Sunday, October 17, 2010

Specificity

I've been writing quite a long time now and time and distance have given me the opportunity to look back--

T. S. Eliot -
- We shall not cease from our exploration
And at the end of all our exploring
Will be to arrive where we started
And know the place for the first time

I'm not going to be arriving where I started anytime soon but I sure can know that place better than when I was there.

I wrote very fast.  Which did me in good stead in television, where you wouldn't be at all if you couldn't write really really fast.  The problem with writing fast is that most people don't think that fast.  I don't think I think fast at all. 

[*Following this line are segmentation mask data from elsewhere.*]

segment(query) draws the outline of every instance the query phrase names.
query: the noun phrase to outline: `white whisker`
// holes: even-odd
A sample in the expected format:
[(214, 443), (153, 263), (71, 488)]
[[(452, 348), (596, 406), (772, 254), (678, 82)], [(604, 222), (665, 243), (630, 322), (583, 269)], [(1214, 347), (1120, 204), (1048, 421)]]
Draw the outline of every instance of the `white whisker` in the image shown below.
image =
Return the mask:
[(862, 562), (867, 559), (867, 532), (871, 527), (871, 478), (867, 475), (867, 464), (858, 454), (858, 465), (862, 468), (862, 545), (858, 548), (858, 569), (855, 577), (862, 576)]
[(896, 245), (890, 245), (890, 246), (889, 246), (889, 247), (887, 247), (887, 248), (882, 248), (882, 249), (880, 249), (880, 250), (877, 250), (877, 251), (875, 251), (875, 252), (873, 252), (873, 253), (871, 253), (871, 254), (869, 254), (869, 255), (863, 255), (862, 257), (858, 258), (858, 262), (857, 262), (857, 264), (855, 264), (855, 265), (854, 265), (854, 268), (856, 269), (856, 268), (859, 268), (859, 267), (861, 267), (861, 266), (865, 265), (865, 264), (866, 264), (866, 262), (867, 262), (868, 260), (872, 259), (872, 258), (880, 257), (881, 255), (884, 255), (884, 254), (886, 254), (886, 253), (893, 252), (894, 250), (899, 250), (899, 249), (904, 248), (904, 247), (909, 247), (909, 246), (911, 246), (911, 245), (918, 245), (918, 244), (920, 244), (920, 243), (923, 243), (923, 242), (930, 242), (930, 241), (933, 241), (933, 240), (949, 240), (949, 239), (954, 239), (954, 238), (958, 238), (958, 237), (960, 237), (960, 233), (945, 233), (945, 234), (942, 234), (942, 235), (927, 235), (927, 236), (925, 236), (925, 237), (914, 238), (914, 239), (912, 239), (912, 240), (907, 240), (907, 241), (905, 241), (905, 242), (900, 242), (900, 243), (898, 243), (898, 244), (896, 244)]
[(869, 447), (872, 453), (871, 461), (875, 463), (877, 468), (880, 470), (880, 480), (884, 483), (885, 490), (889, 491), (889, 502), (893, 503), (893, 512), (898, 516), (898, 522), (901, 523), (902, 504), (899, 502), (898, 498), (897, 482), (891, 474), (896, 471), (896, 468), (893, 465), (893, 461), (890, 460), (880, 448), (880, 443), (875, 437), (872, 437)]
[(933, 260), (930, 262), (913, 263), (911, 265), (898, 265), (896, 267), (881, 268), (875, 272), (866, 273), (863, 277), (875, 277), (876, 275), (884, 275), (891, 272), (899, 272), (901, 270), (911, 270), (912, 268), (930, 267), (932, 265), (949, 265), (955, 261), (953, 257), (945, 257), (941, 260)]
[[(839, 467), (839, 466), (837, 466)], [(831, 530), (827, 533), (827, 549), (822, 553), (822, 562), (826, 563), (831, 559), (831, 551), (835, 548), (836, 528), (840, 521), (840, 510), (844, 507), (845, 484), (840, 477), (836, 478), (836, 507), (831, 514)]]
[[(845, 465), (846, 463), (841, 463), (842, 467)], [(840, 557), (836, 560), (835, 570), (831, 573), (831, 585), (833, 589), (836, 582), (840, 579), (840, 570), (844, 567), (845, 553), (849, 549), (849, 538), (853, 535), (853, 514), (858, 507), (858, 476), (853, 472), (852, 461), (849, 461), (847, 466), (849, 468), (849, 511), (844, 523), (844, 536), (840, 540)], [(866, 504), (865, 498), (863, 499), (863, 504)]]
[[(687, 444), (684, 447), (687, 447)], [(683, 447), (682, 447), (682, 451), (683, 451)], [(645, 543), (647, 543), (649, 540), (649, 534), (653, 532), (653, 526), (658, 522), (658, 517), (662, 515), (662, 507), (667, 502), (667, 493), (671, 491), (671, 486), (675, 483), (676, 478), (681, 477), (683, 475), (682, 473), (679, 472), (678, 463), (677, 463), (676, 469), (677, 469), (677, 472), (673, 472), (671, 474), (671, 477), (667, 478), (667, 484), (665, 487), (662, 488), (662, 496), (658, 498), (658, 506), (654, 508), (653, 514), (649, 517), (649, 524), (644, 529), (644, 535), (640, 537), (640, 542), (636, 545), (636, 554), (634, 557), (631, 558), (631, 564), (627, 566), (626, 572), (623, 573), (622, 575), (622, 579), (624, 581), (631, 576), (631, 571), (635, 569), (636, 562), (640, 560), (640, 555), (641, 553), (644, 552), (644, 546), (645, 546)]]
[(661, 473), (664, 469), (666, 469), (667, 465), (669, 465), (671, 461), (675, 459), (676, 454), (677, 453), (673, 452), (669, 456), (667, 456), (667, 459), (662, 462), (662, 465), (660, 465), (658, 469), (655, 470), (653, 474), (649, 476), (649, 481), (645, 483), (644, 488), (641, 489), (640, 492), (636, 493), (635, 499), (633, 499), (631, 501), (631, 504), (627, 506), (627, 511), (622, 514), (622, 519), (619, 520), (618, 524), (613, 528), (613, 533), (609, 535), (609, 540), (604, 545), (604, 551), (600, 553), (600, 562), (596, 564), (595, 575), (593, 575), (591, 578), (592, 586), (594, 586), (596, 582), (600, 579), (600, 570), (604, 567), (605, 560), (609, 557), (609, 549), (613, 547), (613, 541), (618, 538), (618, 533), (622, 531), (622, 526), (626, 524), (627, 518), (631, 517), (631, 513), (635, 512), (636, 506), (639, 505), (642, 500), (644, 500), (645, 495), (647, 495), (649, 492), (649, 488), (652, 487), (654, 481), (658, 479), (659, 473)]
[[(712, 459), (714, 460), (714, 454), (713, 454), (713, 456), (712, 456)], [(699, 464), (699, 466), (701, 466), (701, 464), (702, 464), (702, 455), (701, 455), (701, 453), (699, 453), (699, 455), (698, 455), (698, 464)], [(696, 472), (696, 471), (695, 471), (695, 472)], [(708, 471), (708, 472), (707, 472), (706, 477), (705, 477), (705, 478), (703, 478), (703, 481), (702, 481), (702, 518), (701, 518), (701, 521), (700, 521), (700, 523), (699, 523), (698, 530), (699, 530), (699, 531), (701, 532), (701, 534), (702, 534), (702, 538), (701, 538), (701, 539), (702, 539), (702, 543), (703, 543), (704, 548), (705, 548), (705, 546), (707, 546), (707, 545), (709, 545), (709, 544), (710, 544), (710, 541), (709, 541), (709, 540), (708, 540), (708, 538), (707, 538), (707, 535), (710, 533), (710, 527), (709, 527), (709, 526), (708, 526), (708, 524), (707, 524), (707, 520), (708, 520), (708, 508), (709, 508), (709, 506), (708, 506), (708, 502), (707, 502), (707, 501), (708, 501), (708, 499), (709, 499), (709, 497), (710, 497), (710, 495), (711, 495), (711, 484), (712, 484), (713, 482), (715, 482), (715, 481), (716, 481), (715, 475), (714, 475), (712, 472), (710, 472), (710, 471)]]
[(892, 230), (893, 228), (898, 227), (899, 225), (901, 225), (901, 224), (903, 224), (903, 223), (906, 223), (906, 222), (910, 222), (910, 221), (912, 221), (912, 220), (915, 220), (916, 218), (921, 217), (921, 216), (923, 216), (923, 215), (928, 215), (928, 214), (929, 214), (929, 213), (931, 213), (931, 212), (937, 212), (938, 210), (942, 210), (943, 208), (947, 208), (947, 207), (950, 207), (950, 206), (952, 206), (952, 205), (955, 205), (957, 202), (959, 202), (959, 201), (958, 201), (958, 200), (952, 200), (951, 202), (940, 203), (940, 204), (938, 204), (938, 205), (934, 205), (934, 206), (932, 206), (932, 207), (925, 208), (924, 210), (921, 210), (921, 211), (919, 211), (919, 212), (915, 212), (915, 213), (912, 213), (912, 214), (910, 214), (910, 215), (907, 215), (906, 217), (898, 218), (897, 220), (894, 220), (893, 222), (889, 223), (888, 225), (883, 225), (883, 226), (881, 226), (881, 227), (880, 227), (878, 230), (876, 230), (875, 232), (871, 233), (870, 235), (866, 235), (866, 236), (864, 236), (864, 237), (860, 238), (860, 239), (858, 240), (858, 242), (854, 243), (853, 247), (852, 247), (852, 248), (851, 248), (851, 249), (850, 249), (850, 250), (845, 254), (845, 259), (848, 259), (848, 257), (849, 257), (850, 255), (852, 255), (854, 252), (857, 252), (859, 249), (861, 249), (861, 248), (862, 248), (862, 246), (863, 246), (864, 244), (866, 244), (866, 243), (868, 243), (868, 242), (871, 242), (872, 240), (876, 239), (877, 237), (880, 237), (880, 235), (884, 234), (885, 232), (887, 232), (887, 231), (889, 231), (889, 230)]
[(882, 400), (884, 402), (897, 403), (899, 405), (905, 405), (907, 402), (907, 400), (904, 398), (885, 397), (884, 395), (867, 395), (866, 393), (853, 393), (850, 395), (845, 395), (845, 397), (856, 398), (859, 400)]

Some people, and I've written with them so I see how they do it, can write mechanically.  They say "Vicki becomes Niki and then Mitch Laurence shows up and we have them..."  And they'll mechanically move the pieces around until they have story.  I do very poorly at that.  I need things to come to me and often it's not on schedule.  Things come to you when they come to you, unbidden, a surprise.  Not good for television.

The real problem with speed is that like a speed skater, you're flying over the ice 1/16th of an inch deep.  There's no time to reflect.  You neglect the texture, the implications, the coloration, and the specificity in order to be done.

This works for an awful lot of writers, and many readers don't mind.  These days, people don't miss complications.  You don't have it in television or film.  You don't have it in music.  Why should it be in books.
I had to explain a shallow little love story to someone involved in the project.  She couldn't imbue the dialog with the meaning that was on the page.  (I wasn't specific enough!)
So my advice of the day is to take the time to be specific with your characters, make them complicated, make them detailed, make it possible to understand them.